Das neue Gesetz sieht verschärfte Regelungen vor. Der Gesetzgeber plant damit, die Anzahl der Spielhallen zu verringern und damit die Suchtgefahr für die Spieler zu reduzieren. Während das aus dieser Sicht durchaus positiv klingt, sehen sich die Spielhallenbetreiber in ihrer Existenz gefährdet und auch Arbeitsplätze werden auf diesem Weg verloren gehen.

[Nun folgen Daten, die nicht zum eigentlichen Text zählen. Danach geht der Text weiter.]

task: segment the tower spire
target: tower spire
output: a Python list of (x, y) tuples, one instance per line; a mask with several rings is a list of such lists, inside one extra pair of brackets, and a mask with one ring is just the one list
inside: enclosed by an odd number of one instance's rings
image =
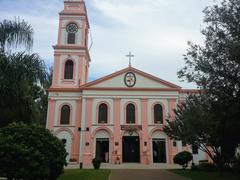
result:
[(129, 58), (129, 64), (128, 64), (129, 67), (132, 66), (132, 58), (133, 58), (134, 56), (135, 56), (135, 55), (133, 55), (133, 54), (131, 53), (131, 51), (129, 52), (129, 54), (126, 55), (126, 57)]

Was das neue Gesetz vorgibt:

  • Verbot von Mehrfachspielhallen
  • Mindestabstand zwischen Spielhallen von 300 Meter Luftlinie

Diese zwei Punkte sind wohl die bedeutendsten im Zusammenhang mit der neuen Gesetzgebung, denn diese haben schwerwiegende Auswirkungen für viele Betreiber. Während die Regierung die strenge Gesetzgebung mit dem Spielerschutz rechtfertigt, sieht die Deutsche Automatenwirtschaft dies als falschen Ansatz an. Der Kampf gegen legale Spielhallen sollte zumindest nicht vor dem Kampf gegen das illegale Glücksspielangebot ausgefochten werden.

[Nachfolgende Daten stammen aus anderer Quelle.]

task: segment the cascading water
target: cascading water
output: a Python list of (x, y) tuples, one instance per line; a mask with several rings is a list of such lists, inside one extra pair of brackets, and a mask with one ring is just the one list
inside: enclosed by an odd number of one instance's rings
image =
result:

In Frankfurt gibt es aktuell rund 170 Spielhallen. Experten rechnen damit, dass die Anzahl dieser durch die neue Gesetzgebung mindestens auf die Hälfte absinken wird. In ganz Hessen liegt die Anzahl der Spielhallen etwa bei 12.162. Die hohe Anzahl an Spielhallen ist auch der Grund dafür, warum die Gesetzgebung für Hessen verschärft wird.

Von den Spielautomaten geht laut Experten die höchste Suchtgefahr aus. Neben den Spielautomaten in Spielhallen, gibt es aber auch noch Spielautomaten in Gaststätten. Gerade hier sei das Glücksspiel nicht kontrollierbar. Auch gegen die Aufstellung von Automaten in Gaststätten soll in Zukunft vorgegangen werden.